Last week there was a non-story about a double-decker bus that took a wrong turning and crunched part of the upper deck under a railway bridge.
No-one was hurt.
Nevertheless, the paper devoted quite a few column inches to interviews with passengers who happily speculated on what might have happened had any of them been sitting at the front upstairs (pretending to be the driver).
Occasionally they do come up with some interesting little items, however. Things that are worth following up elsewhere. This week, they carry this report:
Arts summit a coup
A global summit is to be held on Tyneside.
Hundreds of delegates will be in the region for the World Summit on Arts and Culture in June 2006.
Held against the backdrop of the Sage Gateshead, Baltic Centre for Contemporary Art and Millennium Bridge, it's a massive coup.
It is organised by Arts Council England, North East, and supported by NewcastleGateshead Initiative, the Culture10 scheme.
Not bad for J.B.Priestley's "dirty backlane leading into Newcastle"
Given equal prominence this week is an important story, complete with dreadful puns, about another upcoming cultural event:
Nailing an ambition
Madcap Paul Usher is hoping toe make it big at the Baltic - by donating his personal collection of nail clippings.
As we reported last week, Uruguayan artist Carlos Capelan is to feature his own cuttings as part of his new exhibition when it opens next month at the flagship centre for contemporary art in Gateshead.
Paul has been keeping his own nail trimmings in a plastic box after embarking on a mission to discover how many he could gather in 12 months.

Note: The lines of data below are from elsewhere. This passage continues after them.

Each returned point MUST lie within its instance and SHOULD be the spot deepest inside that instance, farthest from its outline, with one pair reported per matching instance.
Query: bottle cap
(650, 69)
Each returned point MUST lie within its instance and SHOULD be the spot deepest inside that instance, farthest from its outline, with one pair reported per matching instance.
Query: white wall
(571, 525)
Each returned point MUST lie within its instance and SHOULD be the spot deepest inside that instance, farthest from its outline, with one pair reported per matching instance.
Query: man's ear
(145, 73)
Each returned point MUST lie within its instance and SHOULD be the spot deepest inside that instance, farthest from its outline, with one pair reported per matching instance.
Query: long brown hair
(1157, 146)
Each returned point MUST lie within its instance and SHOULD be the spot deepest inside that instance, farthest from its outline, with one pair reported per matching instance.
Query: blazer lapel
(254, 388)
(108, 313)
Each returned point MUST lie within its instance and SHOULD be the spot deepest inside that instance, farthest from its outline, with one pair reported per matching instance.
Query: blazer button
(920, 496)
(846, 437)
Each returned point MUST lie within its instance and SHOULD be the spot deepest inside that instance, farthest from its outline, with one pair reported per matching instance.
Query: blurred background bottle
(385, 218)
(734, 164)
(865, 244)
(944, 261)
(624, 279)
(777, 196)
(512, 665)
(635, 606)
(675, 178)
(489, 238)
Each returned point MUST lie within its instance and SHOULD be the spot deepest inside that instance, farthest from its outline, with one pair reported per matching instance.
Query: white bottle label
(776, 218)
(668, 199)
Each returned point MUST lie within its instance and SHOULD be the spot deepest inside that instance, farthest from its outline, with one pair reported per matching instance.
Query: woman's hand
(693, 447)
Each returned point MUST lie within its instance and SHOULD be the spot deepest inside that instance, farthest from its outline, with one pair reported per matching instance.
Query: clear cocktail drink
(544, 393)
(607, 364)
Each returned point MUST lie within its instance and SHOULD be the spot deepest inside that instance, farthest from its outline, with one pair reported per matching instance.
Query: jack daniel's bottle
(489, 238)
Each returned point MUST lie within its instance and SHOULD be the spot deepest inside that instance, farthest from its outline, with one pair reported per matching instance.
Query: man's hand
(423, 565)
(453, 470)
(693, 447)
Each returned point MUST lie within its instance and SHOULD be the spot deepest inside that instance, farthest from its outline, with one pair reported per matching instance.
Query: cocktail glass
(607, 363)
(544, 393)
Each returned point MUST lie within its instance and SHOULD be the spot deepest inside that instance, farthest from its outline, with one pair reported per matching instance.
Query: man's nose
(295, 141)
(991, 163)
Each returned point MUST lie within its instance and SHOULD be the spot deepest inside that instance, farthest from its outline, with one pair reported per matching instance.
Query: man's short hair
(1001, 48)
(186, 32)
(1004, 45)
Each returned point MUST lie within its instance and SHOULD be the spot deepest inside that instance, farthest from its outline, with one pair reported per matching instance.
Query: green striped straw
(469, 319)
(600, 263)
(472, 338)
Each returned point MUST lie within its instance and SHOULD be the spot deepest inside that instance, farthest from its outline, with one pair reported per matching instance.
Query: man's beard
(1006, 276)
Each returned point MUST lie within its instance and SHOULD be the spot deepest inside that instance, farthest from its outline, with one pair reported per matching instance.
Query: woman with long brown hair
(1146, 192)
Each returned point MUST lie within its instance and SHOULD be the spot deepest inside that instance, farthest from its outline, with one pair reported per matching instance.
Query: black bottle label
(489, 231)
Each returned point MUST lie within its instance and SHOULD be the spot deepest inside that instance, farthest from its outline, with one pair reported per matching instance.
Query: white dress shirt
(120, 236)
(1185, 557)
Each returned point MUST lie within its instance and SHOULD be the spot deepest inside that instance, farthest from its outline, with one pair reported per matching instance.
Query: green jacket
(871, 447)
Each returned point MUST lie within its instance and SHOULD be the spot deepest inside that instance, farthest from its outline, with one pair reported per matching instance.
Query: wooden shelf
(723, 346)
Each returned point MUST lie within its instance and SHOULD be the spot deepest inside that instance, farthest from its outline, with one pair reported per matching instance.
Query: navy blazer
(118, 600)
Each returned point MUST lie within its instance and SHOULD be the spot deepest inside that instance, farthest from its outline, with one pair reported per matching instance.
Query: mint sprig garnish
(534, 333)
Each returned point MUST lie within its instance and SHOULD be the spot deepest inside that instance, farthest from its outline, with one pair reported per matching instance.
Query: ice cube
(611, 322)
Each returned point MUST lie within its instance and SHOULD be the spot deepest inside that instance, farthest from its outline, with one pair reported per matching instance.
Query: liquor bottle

Now two-and-a-half years after starting out, the 30-year-old, from Gosforth, says he has been inspired by Carlos' work and has now offered to donate all his clippings to the artworld.
"I just decided one day to start saving them," he proudly reveals. "I wanted to see how many I could build up but I've never really known what to do with them until now.
"I've been inspired and think giving them to Carlos would ensure they go to a good home. I thought straight away about getting in touch with the Baltic."
Paul, an accounts assistant for a print company, regularly tops up his collection by trimming his toes every 10 days.
The phrase "Get a life" comes instantly to mind, coupled with similar thoughts about the alleged artworks. But I'll hold judgement on that one until I've seen them.